Sebastian Buhai

A point that is sometimes overlooked is that PDEs in physics and economics have a subtle but important difference. When a physicist solves the Schrödinger equation (see my slide below), the potential is given. The coefficients of the equation are part of the problem statement. You pick your grid, refine your mesh, and the equation never changes on you. Better numerics give a better approximation to a fixed target. In economics, this is not the case. Look at the Hamilton-Jacobi-Bellman equation for the neoclassical growth model (also slide below). The drift of capital depends on a derivative of the value function, the very object you are trying to solve for. The “coefficients” of the PDE are endogenous to the optimal choices of the agents. This is what @UncertainLars and Sargent referred to as the cross-equation restrictions implied by optimizing behavior.

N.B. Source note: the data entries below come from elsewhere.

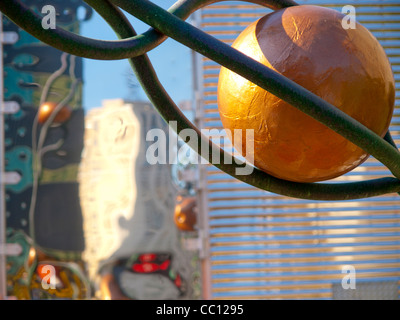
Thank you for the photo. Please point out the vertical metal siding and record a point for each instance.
(267, 246)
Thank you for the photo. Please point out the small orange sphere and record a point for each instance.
(185, 215)
(47, 108)
(346, 67)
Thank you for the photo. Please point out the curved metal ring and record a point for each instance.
(172, 26)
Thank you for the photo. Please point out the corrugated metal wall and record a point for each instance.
(266, 246)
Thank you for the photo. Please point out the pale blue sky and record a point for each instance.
(108, 79)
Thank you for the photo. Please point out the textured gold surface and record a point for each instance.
(347, 68)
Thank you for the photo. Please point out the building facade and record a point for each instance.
(260, 245)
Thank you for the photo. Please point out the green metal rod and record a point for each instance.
(170, 112)
(266, 78)
(74, 44)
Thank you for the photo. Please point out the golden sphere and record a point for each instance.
(346, 67)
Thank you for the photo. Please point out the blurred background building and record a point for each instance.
(121, 211)
(129, 204)
(260, 245)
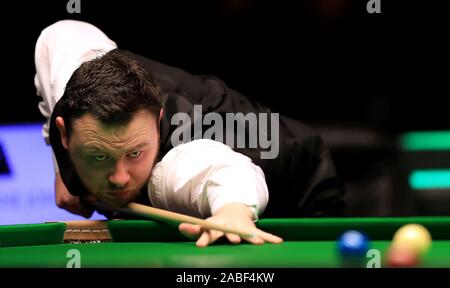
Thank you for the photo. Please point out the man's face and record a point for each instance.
(114, 162)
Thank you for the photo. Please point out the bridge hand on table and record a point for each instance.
(233, 215)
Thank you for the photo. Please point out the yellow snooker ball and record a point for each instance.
(414, 236)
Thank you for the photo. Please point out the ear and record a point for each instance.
(161, 114)
(62, 131)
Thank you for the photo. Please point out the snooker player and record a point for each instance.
(110, 114)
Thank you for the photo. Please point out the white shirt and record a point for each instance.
(199, 177)
(196, 178)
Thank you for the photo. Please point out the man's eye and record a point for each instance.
(135, 154)
(99, 157)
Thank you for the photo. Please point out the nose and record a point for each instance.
(119, 177)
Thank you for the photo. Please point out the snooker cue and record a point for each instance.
(160, 214)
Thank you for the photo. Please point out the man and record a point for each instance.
(112, 126)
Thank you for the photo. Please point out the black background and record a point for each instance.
(320, 61)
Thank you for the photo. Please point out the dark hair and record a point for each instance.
(112, 88)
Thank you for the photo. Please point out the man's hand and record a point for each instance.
(233, 215)
(71, 203)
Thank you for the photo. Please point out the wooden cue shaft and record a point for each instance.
(144, 210)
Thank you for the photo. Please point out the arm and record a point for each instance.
(207, 179)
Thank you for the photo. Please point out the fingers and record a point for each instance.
(233, 238)
(208, 237)
(190, 230)
(266, 237)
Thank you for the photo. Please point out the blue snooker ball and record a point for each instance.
(353, 243)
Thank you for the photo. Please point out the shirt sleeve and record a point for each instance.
(199, 177)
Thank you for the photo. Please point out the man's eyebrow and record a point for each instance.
(100, 148)
(138, 146)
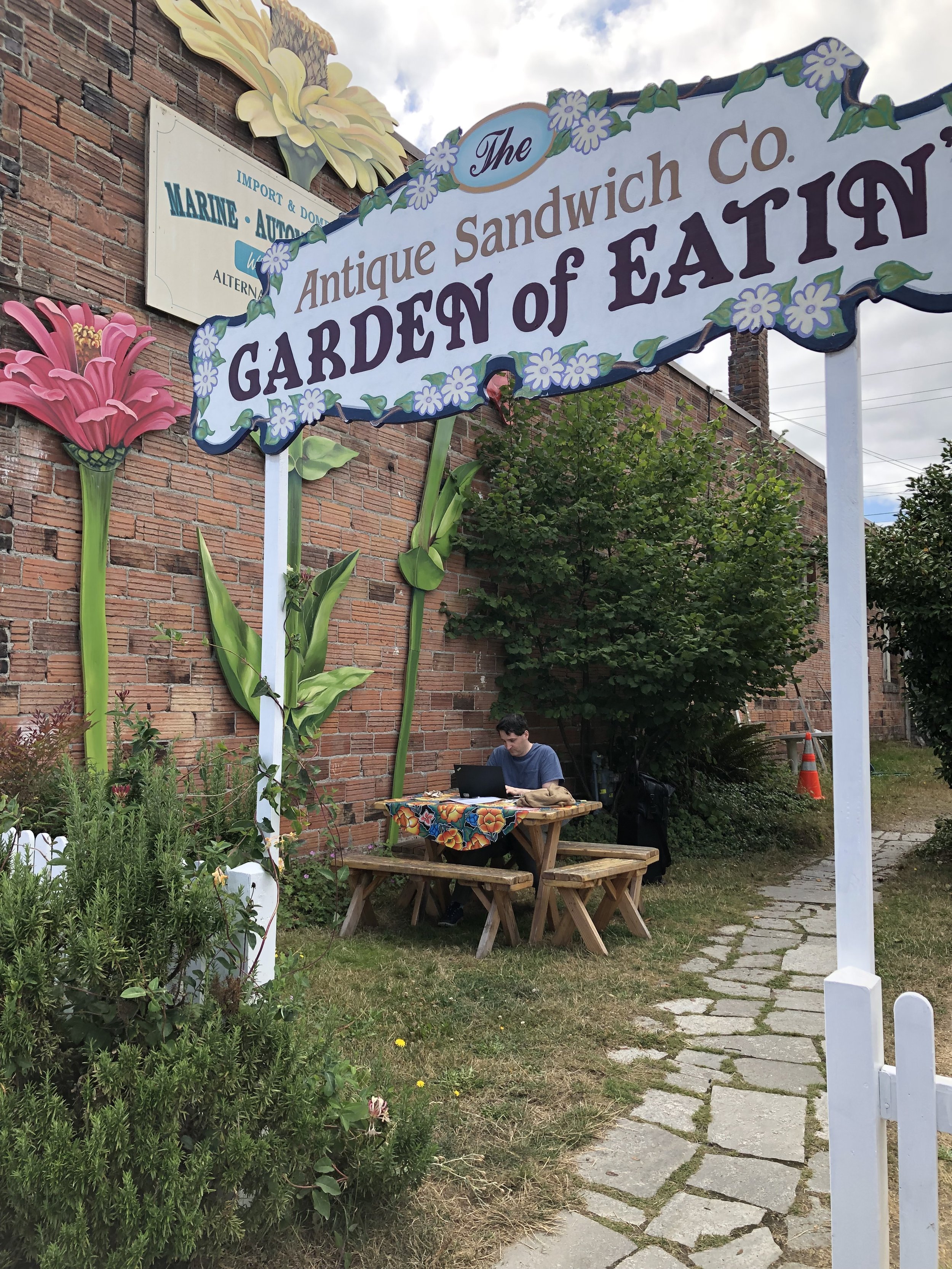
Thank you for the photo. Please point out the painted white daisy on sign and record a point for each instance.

This is what @MahdiKahou and I call the “equilibrium loop”: improving your approximation changes the policy, which changes the dynamics, which changes where in the state space the economy spends its time, which changes where your approximation needs to be accurate. You are not chasing a fixed target with a better net. Moving the net moves the target. This has serious consequences for computation. You cannot just borrow neural network architectures from deep learning in the natural sciences. The loss function comes from equilibrium conditions, not from labeled data. The evaluation points are not given. Instead, they are regenerated each epoch from the current approximation. Ignoring it is why you often get solutions that look good on a training set but fall apart in simulation.